Le paysage extérieur et intérieur
Utiliser la permaculture pour concevoir votre paysage intérieur.
Par Ginkgo Biloba
C’est une histoire sur « pourquoi la permaculture? ». Ma réponse courte est « parce que la communauté ». Un côté plus profond de la réponse est que le jardinage en permaculture était un compagnon inattendu alors que j’étais sur mon chemin pour découvrir qui je suis : qui je suis en tant que femme et qui je suis en tant qu’être humain, vivant de l’âme et essayant d’apporter un contribution à ce monde.

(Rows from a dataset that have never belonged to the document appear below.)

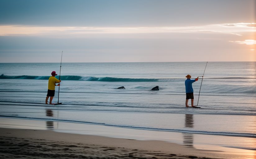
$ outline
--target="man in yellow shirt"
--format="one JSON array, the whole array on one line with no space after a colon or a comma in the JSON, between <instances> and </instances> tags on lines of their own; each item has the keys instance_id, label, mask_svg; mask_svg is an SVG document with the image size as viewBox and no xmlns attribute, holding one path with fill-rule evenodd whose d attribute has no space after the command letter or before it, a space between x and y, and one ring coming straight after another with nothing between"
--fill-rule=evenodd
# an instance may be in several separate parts
<instances>
[{"instance_id":1,"label":"man in yellow shirt","mask_svg":"<svg viewBox=\"0 0 256 159\"><path fill-rule=\"evenodd\" d=\"M52 72L52 76L49 78L48 81L48 90L47 91L47 95L46 96L46 98L45 99L45 104L48 104L48 99L50 97L50 104L54 104L52 103L52 101L53 98L55 93L55 86L60 86L59 83L56 85L56 84L59 83L61 80L59 80L55 77L55 76L57 75L56 74L56 72L53 71Z\"/></svg>"}]
</instances>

A la découverte de la permaculture
se sentir membre d’une communauté
J’étais, et je m’identifie encore un peu à être un architecte paysagiste, mais à un niveau plus superficiel et conversationnel. J’ai fait des projets avec d’autres collègues, ou seul pour des clients privés ou des parties publiques (comme des écoles). Pourtant, quelque chose dans mon cœur me faisait mal, quelque chose manquait, et le pire était que je me sentais seul dans mes efforts pour découvrir quoi. Aussi, j’avais l’impression d’avoir tort ou d’être folle, jamais satisfaite de ce que j’avais. Cette lutte, cette démangeaison n’a pas disparu.
Et puis j’ai découvert le concept de la permaculture. Et s’il vous plaît ne prenez pas le mot « concept » à la légère. Le concept signifie que c’est encore quelque chose de très vague, quelque chose comme une présence d’intérêt planant comme un fantôme au-dessus de ma tête. Mais j’étais plus jeune et c’était suffisant pour me donner une étincelle d’espoir, d’énergie et d’enthousiasme.
La synchronicité est entrée en action et j’ai eu l’opportunité de commencer à explorer le côté pratique de la permaculture, sans trop plonger dans le côté théorique (ce que j’ai adoré, car j’étais tellement plein de ce que le milieu universitaire et la théorie avaient à offrir). J’ai travaillé comme bénévole dans de petits jardins communautaires. J’étais tellement excitée et tellement impressionnée de découvrir le travail communautaire : travailler ensemble, traîner, pas dans un but précis, mais juste passer du temps ensemble dehors, les mains et les genoux dans la poussière, juste être, être ensemble. Il y avait un sentiment de communion, de simplicité et la joie enfantine de découvrir une graine, un légume, un insecte ou tout simplement de la terre.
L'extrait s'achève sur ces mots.